The plea that the notice was insufficient in the sense that it did not give 15 clear days to the tenant to vacate or that the notice did not terminate the tenancy with the expiry of the month of the tenancy, has not been taken in the written statement. 8. Obviously for want of specific plea in the written statement, the trial Court has not framed any issue reflecting an objection to the validity or sufficiency of notice, the plea in the manner in which it is sought to be urged before us. The plea as to insufficiency of notice should be deemed to have been waived by the Appellant and cannot be allowed to be urged at this stage.
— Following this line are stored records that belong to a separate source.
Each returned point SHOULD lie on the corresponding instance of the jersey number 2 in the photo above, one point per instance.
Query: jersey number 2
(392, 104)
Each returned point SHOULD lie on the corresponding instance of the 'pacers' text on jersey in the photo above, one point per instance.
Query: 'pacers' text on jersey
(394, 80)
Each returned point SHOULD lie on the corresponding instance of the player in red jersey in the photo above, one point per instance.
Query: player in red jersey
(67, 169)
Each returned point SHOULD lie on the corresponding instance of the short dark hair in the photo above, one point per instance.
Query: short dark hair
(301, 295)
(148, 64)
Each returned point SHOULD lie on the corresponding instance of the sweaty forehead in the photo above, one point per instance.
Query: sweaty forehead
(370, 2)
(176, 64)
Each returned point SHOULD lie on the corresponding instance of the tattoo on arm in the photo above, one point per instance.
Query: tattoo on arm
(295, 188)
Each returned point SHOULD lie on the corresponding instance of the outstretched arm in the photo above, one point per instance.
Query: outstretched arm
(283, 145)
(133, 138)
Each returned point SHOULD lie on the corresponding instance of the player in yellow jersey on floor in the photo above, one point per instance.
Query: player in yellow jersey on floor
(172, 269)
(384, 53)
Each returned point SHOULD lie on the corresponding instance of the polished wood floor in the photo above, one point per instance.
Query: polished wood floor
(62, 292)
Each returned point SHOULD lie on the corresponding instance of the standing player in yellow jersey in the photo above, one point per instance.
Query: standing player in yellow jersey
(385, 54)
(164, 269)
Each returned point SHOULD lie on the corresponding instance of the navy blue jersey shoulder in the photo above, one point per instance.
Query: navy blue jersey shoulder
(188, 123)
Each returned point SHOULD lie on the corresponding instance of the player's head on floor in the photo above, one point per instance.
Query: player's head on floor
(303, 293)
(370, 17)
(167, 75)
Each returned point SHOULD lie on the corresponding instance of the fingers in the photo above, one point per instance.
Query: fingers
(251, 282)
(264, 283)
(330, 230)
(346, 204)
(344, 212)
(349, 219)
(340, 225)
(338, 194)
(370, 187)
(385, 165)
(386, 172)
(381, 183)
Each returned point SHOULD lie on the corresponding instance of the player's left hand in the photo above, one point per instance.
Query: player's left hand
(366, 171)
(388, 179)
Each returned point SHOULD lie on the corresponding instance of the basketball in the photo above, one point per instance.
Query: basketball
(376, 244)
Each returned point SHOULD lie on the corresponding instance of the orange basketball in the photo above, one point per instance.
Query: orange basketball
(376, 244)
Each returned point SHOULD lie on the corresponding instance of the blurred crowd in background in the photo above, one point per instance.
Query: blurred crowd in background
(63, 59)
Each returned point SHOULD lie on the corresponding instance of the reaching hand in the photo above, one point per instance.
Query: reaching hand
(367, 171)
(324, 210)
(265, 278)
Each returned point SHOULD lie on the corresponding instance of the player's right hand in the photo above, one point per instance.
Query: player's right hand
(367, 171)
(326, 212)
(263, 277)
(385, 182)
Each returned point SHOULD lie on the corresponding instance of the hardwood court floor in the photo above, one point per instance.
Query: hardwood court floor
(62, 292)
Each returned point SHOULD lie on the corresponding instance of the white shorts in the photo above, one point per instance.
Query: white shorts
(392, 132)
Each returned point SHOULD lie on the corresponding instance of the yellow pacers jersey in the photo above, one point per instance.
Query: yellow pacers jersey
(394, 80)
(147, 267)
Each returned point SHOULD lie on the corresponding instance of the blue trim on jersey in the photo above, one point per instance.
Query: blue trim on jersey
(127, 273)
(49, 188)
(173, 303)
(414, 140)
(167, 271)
No fault can be found with the judgment and decree of the High Court as also of the two Courts below upholding the termination of tenancy and the Plaintiff-Respondent's entitlement to evict the tenant. 14. The notice at best can be said to be not happily worded. However, the intention is very clear and that is why more than 15 days clear time ending with the end of the tenancy month was given. 15. It also cannot be said that acceptance of rent subsequent to the issuance of notice determining the tenancy would amount to novation of contract rendering the suit to be infructuous. Ext. D.W. 1/A clearly states that the rent is accepted without prejudice to the proceedings pending between the parties. 16. The following case law cited by learned Senior counsel, is not being adverted to in view of the latest law laid down by the Apex Court as noticed hereinabove: Mangilal v. Sugan Chand Rathi (deceased) and after him his heirs and legal representative AIR 1965 SC 101, Yerrabhothula Krishna Murthy v. Addepalli Subba Rao AIR 1988 AP 193, Jagannath Karanani v. Sayed Abdul Wahed AIR 1962 Gau 148, B. Chitra Ramacharandas etc. v. National Remote Sensing Agency AIR 2001 AP 20, Dipak Kumar Ghosh v. Mrs. Mira Sen AIR 1987 SC 759, Raj Mal v. Bhim Sen 1998 (1) Shim L.C. 503, and Parwati Bai v. Radhika AIR 2003 SC 3995. 17. Hence, in my view, no question of law much less a substantial question of law arises for consideration as the question is no longer res integra. As such, the present appeal is dismissed. No costs.